On 11/27/19 6:12 AM, Hannes Reinecke wrote:
On 11/27/19 2:05 PM, John Garry wrote:
On 27/11/2019 01:46, Jens Axboe wrote:
Would be interesting to check the generated code for that, ideally we'd
get rid of the extra load for that case, even if it is in the same
cacheline.
I checked the disassembly and we still have the load instead of the add.
This is not surprising, as the compiler would not know for certain that
we point to a field within the same struct. But at least we still should
point to a close memory.
Note that the pointer could be dropped, which would remove the load, but
then we have many if-elses which could be slower, not to mention that
the blk-mq-tag code deals in bitmap pointers anyway.
Hi Jens,
It might still be worthwhile to do:
if (tags->ptr == &tags->__default)
foo(&tags->__default);
to make it clear, as that branch will predict easily.
Not sure.

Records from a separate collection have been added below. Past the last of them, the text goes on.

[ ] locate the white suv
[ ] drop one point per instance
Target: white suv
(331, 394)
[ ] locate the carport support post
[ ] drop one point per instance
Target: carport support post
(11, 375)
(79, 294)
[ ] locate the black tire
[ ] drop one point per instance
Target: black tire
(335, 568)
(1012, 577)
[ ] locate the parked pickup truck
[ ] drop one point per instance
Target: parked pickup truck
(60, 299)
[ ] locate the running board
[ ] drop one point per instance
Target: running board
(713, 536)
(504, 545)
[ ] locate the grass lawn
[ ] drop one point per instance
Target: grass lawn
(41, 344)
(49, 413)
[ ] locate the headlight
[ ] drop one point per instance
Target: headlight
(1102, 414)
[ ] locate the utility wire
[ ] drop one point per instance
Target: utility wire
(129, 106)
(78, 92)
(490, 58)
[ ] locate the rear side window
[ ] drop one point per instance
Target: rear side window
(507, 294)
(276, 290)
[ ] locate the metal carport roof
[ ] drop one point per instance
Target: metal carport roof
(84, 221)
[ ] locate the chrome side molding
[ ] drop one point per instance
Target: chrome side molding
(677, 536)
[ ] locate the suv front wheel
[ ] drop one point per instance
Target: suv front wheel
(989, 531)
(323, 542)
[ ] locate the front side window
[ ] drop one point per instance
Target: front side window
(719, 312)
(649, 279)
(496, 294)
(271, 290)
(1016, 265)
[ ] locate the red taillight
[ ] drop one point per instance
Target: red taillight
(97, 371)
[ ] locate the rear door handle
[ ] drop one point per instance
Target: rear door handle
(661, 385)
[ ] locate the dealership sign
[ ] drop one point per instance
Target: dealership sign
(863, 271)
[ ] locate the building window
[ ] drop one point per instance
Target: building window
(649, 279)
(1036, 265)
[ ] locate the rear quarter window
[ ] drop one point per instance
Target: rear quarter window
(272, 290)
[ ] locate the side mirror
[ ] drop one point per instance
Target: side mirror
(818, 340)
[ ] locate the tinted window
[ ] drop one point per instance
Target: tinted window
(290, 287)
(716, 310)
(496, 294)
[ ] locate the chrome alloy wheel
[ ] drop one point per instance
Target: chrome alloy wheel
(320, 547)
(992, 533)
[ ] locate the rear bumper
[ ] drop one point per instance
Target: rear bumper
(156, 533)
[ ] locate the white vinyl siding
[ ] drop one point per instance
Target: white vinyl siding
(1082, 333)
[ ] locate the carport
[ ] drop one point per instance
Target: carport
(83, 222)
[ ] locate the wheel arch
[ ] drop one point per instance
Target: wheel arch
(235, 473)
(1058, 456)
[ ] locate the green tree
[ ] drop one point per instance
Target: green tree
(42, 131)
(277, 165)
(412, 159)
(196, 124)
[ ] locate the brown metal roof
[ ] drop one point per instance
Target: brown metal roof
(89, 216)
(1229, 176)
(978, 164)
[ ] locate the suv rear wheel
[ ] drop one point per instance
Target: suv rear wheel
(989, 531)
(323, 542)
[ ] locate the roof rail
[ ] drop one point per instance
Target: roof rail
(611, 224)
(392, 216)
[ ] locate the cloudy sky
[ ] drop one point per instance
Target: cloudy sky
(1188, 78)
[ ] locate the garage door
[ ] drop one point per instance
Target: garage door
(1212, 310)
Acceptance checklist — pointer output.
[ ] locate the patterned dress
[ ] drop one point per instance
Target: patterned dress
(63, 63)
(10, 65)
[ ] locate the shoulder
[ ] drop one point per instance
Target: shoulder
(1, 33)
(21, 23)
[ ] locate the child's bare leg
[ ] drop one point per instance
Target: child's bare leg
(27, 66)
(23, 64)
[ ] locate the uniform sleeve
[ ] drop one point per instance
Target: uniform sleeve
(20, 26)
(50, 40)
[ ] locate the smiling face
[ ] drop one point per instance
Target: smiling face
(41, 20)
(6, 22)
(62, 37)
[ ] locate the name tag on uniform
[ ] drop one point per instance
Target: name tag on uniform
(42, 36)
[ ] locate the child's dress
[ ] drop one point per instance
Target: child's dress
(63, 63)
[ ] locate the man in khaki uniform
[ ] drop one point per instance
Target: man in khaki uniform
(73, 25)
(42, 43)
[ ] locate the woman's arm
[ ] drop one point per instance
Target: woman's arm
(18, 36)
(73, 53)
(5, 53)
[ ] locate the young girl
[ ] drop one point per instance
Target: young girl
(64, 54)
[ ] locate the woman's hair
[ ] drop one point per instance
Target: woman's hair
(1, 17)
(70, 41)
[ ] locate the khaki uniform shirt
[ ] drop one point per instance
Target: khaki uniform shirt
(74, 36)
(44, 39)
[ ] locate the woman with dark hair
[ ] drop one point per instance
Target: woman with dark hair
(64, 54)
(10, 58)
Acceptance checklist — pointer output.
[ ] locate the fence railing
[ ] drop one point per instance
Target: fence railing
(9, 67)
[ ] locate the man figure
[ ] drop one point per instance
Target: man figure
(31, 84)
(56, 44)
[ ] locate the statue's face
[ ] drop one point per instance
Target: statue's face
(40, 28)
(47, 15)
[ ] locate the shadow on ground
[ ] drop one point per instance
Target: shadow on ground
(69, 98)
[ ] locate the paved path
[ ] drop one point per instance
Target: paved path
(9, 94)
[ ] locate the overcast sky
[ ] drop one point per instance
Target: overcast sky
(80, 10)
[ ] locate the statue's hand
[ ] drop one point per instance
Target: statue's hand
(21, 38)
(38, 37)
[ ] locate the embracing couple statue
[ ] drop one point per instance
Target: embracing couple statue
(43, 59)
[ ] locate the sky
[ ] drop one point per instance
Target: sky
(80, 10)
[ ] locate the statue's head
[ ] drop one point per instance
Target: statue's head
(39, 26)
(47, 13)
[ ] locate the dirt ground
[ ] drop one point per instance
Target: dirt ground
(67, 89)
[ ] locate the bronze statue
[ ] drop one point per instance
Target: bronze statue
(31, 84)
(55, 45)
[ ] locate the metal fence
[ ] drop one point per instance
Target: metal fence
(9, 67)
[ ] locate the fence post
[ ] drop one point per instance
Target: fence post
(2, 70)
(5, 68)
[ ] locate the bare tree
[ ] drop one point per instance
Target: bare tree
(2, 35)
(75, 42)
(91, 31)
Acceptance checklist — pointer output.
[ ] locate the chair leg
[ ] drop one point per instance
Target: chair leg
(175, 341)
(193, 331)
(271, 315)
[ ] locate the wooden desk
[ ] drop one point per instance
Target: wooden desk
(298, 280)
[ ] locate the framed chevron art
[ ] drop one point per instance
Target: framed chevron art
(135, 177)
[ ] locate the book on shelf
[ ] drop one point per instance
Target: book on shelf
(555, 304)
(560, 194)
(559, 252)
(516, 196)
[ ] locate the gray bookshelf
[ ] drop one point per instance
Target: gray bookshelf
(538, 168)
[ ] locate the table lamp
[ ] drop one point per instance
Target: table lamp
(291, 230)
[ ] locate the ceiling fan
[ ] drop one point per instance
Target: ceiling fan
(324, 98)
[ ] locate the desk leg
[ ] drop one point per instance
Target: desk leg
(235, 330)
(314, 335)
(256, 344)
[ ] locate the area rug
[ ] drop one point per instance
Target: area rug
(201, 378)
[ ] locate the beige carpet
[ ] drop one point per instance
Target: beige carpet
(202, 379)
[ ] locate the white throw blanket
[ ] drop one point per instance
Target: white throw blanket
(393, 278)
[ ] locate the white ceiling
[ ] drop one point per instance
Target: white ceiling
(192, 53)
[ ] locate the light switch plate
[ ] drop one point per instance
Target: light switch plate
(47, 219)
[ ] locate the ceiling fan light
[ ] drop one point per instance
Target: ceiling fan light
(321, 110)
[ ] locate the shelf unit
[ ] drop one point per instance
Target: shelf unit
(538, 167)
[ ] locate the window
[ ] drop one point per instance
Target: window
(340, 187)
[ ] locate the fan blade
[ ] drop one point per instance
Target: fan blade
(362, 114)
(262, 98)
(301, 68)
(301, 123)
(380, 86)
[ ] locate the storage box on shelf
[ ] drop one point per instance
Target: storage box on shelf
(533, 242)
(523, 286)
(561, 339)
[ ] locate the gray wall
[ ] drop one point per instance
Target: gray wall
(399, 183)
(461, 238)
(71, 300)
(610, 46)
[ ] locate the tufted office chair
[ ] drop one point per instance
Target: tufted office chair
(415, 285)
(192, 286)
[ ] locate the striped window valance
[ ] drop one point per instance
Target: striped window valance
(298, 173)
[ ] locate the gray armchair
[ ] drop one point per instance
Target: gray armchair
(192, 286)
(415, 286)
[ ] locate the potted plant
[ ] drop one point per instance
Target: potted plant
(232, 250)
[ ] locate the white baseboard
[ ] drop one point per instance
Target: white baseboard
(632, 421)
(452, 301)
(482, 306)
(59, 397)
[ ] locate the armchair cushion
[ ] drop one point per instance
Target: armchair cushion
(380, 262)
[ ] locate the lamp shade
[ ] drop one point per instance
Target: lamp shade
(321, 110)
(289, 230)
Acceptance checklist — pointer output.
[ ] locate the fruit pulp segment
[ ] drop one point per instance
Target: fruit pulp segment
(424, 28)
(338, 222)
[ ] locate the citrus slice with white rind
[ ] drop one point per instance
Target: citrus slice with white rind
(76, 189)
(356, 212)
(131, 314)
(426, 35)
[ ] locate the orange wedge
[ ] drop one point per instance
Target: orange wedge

So this code does produce the same assembly, as we still need
to do the tags->ptr load for the comparison.
And then if you consider blk_mq_get_tags() as an example, there is no
other hot value available to indicate whether the shared tags are used
to decide whether to use &tags->__default.
I'll consider it more.
After talking to our compiler folks I guess it should be possible to
resurrect your original patch (with both the embedded bitmap and the
point to the bitmap), linking the pointer to the embedded bitmap in the
non-shared case.
Then we can access the pointer in all cases, but in the non-shared case
that will then point to the embedded one, thus avoiding the possible
cache miss.
I'll see how that goes.
That's exactly what I suggested yesterday, the discussion now is on how
to make that work in the cleanest way.
--
Jens Axboe